Equivalence: Weakening the Scientific Basis

The proposed shift from “same” to “same or similar” across technical, biological, and clinical characteristics significantly weakens the concept of equivalence. Equivalence is intended to allow the use of existing clinical data where devices are truly comparable. Expanding this to “similar” risks undermining the scientific validity of that comparison. If devices differ in design, materials, or intended use – even to a moderate degree – their clinical performance may also differ. Relying on such data introduces uncertainty and increases the risk that safety or performance issues remain undetected. Moreover, the subjective nature of “similarity” is likely to lead to divergent interpretations across stakeholders, resulting in inconsistent levels of patient protection across Europe. 

PMCF: Reduced Structure, Reduced Accountability

Post-market clinical follow-up (PMCF) remains a cornerstone of the clinical evidence lifecycle. It provides real-world data that confirms long-term safety and identifies emerging risks. While integrating PMCF into the Clinical Evaluation Report may reduce administrative burden, the removal of a dedicated PMCF evaluation report risks reducing visibility and accountability. Without a clearly defined structure, there is a greater likelihood that new evidence is not fully captured or adequately reflected in benefit–risk assessments. Flexibility in reporting timelines is appropriate, but it must be balanced with mechanisms that ensure completeness, traceability, and timely evaluation of emerging data. 

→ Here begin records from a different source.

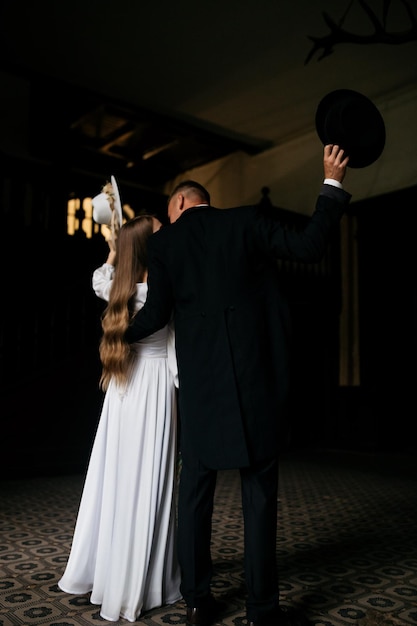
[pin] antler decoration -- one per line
(380, 35)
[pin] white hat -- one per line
(102, 206)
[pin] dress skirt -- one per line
(124, 543)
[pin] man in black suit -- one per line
(216, 271)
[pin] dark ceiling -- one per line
(147, 91)
(101, 134)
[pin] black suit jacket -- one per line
(216, 270)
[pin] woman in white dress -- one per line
(123, 548)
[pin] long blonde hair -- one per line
(116, 354)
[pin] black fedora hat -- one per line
(349, 119)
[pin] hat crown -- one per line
(350, 120)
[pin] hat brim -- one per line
(349, 119)
(117, 201)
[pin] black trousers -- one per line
(259, 487)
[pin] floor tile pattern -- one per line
(346, 545)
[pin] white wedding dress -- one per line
(124, 546)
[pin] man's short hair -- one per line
(193, 187)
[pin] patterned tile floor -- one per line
(346, 544)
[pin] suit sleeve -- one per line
(309, 245)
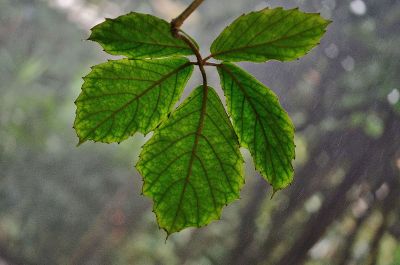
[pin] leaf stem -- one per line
(178, 21)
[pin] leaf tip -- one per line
(274, 191)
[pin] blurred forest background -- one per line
(60, 204)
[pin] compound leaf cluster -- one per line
(192, 165)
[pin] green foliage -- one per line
(192, 166)
(262, 125)
(269, 34)
(120, 98)
(138, 35)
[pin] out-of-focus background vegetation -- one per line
(60, 204)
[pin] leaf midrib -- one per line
(82, 140)
(227, 70)
(261, 44)
(193, 153)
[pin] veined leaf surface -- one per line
(138, 35)
(262, 125)
(122, 97)
(269, 34)
(192, 166)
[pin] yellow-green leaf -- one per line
(269, 34)
(262, 125)
(122, 97)
(137, 35)
(192, 166)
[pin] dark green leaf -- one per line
(269, 34)
(192, 166)
(138, 36)
(122, 97)
(262, 125)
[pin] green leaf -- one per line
(138, 35)
(122, 97)
(269, 34)
(192, 166)
(262, 125)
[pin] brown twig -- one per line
(178, 21)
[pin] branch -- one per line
(177, 22)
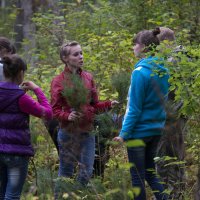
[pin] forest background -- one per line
(105, 29)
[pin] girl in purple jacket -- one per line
(15, 108)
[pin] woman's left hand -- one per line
(114, 103)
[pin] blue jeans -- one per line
(76, 148)
(143, 168)
(13, 171)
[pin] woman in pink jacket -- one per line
(15, 108)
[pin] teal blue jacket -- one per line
(145, 114)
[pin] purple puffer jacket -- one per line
(14, 124)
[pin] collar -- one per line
(67, 70)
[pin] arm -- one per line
(99, 106)
(56, 101)
(40, 108)
(135, 103)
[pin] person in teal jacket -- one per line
(145, 114)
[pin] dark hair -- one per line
(166, 34)
(12, 65)
(65, 50)
(148, 38)
(5, 43)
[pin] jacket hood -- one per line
(9, 92)
(152, 63)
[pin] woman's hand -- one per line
(118, 139)
(28, 85)
(114, 103)
(74, 115)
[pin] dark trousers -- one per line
(143, 168)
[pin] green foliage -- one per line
(104, 127)
(120, 82)
(105, 30)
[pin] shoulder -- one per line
(57, 79)
(87, 75)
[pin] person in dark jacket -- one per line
(15, 139)
(75, 141)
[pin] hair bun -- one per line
(156, 31)
(6, 60)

Clinical Consultation: Gaps in Independent Oversight

The proposed changes to the clinical consultation procedure risk further weakening independent scrutiny of high-risk devices. By narrowing the scope of devices subject to expert panel review and maintaining misalignment between expert panels and notified bodies, the system may fail to identify critical clinical issues at an early stage. A more effective approach would strengthen collaboration, ensuring that expert input is integrated both early and throughout the assessment process, particularly for novel or high-risk technologies. 

Protecting the Clinical Foundation of the Regulatory System

The MDR/IVDR revision presents an opportunity to improve efficiency and proportionality within the regulatory system. However, some of the proposed changes risk undermining the clinical evidence framework that ensures patient safety. Expanding WET without strict definition, reducing clinical investigation requirements, weakening equivalence criteria, and removing transparency tools collectively shift the system toward reduced evidence and oversight. Patient safety depends on maintaining a clear principle: every device placed on the market should be supported by sufficient, device-specific clinical evidence. Efficiency should refine this process – not replace it. 

Disclaimer. The views and opinions expressed in this article are solely those of the author and do not necessarily reflect the official policy or position of Test Labs Limited. The content provided is for informational purposes only and is not intended to constitute legal or professional advice. Test Labs assumes no responsibility for any errors or omissions in the content of this article, nor for any actions taken in reliance thereon.